Visiting Assistant Professor Ryan Vogel has authored a new post on Lawfare, a leading national security blog. The post analyzes a preliminary examination of U.S. detention policies in Afghanistan that has been advanced by the International Criminal Court’s prosecutor. Read an excerpt below:
As Professors Ryan Goodman and David Bosco have both noted in excellent posts at Just Security and Foreign Policy, respectively, over the past seven years, the International Criminal Court’s (ICC) Prosecutor has quietly but persistently advanced a “preliminary examination” of the conflict in Afghanistan. Although it has been clear that the United States was one of the subjects of this examination, the Prosecutor had avoided direct references to U.S. forces in public documents. This changed on Tuesday when, for the first time, the Prosecutor’s annual report alleged that “members of the US military in Afghanistan used so-called ‘enhanced interrogation techniques’ against conflict-related detainees,” which could amount to the war crimes of “cruel treatment, torture or outrages upon personal dignity as defined under international jurisprudence.”
Whatever one’s views regarding U.S. detention policy in Afghanistan from 2003-2008, the alleged U.S. conduct is surely not what the world had in mind when it established the ICC to address “the most serious crimes of concern to the international community as a whole.” The ICC was designed to end impunity for the most egregious and shocking breaches of the law, and it is hard to see how alleged detainee abuse by U.S. forces meets that standard.

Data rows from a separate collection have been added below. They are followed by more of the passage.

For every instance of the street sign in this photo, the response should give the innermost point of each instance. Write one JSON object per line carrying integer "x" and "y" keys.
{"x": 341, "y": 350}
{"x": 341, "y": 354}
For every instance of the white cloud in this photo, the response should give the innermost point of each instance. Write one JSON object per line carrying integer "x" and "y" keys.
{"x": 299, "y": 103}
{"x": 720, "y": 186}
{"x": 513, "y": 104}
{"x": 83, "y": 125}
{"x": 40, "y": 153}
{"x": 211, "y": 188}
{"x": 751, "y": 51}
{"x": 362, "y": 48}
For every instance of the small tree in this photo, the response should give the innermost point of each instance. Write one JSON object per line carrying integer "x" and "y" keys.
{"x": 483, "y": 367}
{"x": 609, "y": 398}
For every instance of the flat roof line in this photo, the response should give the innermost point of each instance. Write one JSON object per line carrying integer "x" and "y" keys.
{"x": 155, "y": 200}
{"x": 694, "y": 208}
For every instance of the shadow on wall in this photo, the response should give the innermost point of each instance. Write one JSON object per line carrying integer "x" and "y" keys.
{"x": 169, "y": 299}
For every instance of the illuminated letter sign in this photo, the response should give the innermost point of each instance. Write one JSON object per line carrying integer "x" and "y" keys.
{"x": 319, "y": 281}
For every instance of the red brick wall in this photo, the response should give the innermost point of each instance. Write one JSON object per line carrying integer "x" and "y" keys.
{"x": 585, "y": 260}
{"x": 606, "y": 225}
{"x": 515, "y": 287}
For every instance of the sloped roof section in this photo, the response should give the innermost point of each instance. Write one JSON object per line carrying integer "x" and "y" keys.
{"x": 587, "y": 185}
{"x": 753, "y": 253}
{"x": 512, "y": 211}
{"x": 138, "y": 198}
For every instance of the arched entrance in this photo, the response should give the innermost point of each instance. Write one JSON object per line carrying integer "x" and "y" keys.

But even if a case against U.S. forces for alleged detention-related abuses is not dismissed because it is insufficiently grave to meet the thresholds for the ICC to proceed, it also seems questionable for the ICC to pursue such a case for reasons of complementarity (i.e., the principle that the ICC is not to move forward when a State is genuinely able and willing to investigate and prosecute). The United States has one of the most developed and effective military justice systems in the world, which has the demonstrated ability and willingness to hold its own accountable for violations of the law, including any violations in the context of detention operations. Indeed, there have not been many issues more thoroughly investigated by the military and U.S. Government in the past decade than that of detainee treatment. Ironically, the Prosecutor’s report even cites some of these very investigations as evidence of crimes – or worse, evidence of a criminal policy – rather than citing these reports as acknowledgement of accountability measures.